O governo do Brasil começou a organizar medidas específicas para reduzir os impactos previstos para os próximos meses em diferentes regiões do país.
Entre os cenários considerados estão estiagem no Norte e Nordeste, chuvas intensas no Sul e temperaturas elevadas no Sudeste e Centro-Oeste, em meio à evolução do El Niño.
O conjunto de ações foi discutido na terceira reunião da Sala de Situação sobre o El Niño, coordenada pela Casa Civil, e envolve órgãos responsáveis por clima, recursos hídricos, defesa civil, saúde, energia, infraestrutura e segurança alimentar.
Entre os cenários monitorados estão estiagem no Norte e Nordeste, chuvas intensas no Sul – com acumulados de até 200 milímetros em sete dias em algumas áreas – e temperaturas elevadas no Sudeste e no Centro-Oeste.
Confira as oito medidas previstas pelo governo federal para combater o El Niño
1. Sala de Situação sobre o El Niño
Coordenada pela Casa Civil, reúne órgãos federais das áreas de clima, recursos hídricos, defesa civil, saúde, energia, infraestrutura e segurança alimentar para discutir e organizar respostas aos impactos do fenômeno em todo o país.
2. Plano Nacional de Enfrentamento à Estiagem Amazônica e Pantanal
A Secretaria Nacional de Proteção e Defesa Civil já realizou oficinas em dez estados para reunir gestores locais, definir responsabilidades e organizar os procedimentos que deverão ser adotados em situações de emergência.
3. Abastecimento de alimentos para populações isoladas
O planejamento prevê ações voltadas a comunidades ribeirinhas, indígenas e quilombolas, com utilização do Programa de Aquisição de Alimentos (PAA) e da Companhia Nacional de Abastecimento (Conab).

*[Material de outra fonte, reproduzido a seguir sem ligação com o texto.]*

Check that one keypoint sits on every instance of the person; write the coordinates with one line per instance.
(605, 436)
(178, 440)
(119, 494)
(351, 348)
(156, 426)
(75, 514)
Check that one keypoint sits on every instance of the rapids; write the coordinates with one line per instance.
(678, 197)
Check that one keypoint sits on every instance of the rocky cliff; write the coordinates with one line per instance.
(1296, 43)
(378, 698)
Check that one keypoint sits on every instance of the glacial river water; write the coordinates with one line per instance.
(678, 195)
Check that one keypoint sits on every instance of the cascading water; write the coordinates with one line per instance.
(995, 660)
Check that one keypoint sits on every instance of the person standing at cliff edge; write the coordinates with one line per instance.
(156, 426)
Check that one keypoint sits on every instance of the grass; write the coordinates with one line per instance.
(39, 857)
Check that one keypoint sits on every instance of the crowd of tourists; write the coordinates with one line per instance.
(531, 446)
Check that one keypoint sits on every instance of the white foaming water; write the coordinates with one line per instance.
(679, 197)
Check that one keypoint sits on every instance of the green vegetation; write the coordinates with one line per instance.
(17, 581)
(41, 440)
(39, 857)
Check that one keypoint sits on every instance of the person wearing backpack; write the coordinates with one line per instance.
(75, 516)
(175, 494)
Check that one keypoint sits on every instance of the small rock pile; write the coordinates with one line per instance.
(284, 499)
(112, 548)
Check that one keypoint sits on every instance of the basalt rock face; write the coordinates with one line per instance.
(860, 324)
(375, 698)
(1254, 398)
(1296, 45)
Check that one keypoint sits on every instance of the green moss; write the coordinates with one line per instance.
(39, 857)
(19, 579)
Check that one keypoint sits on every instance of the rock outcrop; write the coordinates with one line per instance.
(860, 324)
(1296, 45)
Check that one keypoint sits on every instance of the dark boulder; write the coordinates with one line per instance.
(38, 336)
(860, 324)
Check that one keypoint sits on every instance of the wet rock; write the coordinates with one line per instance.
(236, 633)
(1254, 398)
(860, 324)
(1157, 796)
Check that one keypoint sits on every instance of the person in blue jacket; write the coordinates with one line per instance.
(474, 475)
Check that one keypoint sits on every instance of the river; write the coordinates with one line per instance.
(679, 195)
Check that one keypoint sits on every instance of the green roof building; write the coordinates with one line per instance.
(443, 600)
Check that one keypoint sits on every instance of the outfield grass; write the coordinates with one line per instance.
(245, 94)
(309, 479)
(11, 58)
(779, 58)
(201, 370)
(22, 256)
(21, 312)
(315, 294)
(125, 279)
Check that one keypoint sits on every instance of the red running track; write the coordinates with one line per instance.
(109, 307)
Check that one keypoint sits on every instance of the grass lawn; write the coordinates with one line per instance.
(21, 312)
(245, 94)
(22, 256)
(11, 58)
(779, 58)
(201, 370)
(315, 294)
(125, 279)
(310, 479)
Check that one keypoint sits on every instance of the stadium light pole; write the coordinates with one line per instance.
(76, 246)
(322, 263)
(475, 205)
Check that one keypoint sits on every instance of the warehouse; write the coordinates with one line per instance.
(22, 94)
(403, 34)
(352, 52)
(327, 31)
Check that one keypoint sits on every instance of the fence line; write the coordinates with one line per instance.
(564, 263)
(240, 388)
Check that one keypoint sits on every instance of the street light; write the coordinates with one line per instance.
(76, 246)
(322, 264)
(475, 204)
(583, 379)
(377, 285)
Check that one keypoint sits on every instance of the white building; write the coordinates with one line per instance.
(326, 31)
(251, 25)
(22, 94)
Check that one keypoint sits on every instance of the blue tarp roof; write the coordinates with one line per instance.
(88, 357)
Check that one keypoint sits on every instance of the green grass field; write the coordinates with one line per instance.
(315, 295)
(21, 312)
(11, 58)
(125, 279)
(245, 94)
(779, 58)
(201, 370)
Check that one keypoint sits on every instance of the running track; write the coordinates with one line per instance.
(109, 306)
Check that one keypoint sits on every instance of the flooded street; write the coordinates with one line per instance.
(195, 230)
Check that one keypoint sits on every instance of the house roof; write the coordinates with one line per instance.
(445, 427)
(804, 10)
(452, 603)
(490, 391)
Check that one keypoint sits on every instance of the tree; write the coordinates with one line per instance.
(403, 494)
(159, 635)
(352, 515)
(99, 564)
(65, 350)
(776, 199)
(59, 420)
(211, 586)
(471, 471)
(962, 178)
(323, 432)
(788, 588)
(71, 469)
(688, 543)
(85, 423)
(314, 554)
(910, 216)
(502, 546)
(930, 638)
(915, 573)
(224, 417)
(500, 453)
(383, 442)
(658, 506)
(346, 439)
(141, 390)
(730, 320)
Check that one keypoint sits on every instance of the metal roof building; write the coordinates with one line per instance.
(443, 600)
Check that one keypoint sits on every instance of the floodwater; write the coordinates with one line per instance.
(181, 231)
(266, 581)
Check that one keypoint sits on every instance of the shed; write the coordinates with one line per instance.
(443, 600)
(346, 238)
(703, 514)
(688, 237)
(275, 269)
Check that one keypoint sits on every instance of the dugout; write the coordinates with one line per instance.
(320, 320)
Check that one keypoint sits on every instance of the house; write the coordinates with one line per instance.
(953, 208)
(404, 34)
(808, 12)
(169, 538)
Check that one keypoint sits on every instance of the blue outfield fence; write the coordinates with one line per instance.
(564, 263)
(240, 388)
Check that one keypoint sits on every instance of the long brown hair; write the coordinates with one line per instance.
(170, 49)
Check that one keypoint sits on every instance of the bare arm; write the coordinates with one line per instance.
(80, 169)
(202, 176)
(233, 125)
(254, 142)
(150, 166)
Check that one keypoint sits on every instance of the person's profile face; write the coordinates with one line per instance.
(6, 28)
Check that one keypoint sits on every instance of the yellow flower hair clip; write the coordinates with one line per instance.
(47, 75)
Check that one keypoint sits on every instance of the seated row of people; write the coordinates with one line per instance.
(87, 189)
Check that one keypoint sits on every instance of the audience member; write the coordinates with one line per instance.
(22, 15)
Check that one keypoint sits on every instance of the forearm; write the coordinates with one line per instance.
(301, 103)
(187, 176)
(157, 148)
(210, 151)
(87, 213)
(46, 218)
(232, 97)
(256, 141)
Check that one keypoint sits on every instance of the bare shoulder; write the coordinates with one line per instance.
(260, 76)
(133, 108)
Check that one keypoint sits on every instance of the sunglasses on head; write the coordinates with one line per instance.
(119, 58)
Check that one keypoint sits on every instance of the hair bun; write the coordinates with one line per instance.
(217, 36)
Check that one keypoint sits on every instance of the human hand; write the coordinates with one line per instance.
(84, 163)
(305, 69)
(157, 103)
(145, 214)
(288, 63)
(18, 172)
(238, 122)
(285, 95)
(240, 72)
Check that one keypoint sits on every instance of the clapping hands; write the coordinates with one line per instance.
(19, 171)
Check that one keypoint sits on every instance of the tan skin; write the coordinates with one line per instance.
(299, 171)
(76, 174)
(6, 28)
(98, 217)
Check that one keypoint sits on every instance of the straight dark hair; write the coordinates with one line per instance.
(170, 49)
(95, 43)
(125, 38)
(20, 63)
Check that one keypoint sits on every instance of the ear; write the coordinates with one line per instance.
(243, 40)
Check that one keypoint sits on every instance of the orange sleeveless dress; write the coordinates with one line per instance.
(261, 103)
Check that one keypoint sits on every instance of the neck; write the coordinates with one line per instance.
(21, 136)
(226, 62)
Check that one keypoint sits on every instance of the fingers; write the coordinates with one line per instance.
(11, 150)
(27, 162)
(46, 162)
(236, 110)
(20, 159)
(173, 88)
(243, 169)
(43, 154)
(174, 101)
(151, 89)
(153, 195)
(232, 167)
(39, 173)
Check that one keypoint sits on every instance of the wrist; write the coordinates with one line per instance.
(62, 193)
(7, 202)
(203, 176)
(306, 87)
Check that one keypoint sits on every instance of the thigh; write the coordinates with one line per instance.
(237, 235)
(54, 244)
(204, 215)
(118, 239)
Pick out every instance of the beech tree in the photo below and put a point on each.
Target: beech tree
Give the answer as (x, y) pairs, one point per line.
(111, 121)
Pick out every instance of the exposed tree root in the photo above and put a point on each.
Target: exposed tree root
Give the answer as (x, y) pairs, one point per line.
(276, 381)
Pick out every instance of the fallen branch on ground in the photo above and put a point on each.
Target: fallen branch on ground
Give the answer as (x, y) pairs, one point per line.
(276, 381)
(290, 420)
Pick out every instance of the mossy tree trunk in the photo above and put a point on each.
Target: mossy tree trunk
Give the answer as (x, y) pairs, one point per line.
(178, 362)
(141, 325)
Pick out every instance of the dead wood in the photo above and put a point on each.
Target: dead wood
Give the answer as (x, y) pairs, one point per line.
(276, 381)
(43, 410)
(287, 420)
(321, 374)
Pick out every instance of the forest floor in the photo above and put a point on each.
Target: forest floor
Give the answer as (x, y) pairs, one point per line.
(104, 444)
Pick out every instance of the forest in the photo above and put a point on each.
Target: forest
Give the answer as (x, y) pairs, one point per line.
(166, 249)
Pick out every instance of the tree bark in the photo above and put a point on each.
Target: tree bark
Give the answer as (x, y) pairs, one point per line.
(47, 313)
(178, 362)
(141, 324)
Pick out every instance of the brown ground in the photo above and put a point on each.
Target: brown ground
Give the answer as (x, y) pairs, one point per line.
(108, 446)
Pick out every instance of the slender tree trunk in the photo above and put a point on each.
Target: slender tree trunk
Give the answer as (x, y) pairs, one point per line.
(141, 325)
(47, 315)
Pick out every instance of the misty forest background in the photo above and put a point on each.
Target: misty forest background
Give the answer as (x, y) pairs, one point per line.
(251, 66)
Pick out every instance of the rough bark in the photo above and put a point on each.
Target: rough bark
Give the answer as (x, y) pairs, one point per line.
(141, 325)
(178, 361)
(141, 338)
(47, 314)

4. Antecipação de estoques de combustíveis
O governo estuda antecipar estoques em localidades e corredores de transporte que possam ser prejudicados pela redução dos níveis dos rios na região Norte, onde a estiagem pode afetar o deslocamento e o abastecimento de comunidades.
5. Monitoramento climático contínuo
O Inmet, a ANA e o Cemaden acompanham os dados de chuva, temperatura e aquecimento do Oceano Pacífico para determinar a intensidade do fenômeno e orientar tanto as respostas emergenciais quanto as ações preventivas de médio e longo prazo.
6. Bases descentralizadas da Força Nacional do SUS
Estão previstas bases em Manaus, Belém e Porto Velho, com kits de saúde e protocolos para atendimento a municípios que eventualmente decretarem situação de emergência, além de acompanhamento específico aos distritos sanitários indígenas.
7. Controle de arboviroses
O governo monitora o risco de aumento da circulação de dengue, zika e chikungunya como consequência dos eventos climáticos extremos associados ao El Niño, que podem ampliar a proliferação do mosquito Aedes aegypti em diferentes regiões.
8. Articulação entre governo federal, estados e municípios
A partir das informações levantadas pela Sala de Situação, os órgãos federais deverão continuar trabalhando com estados e municípios para atualizar os planos de prevenção e definir medidas específicas de acordo com os riscos de cada região.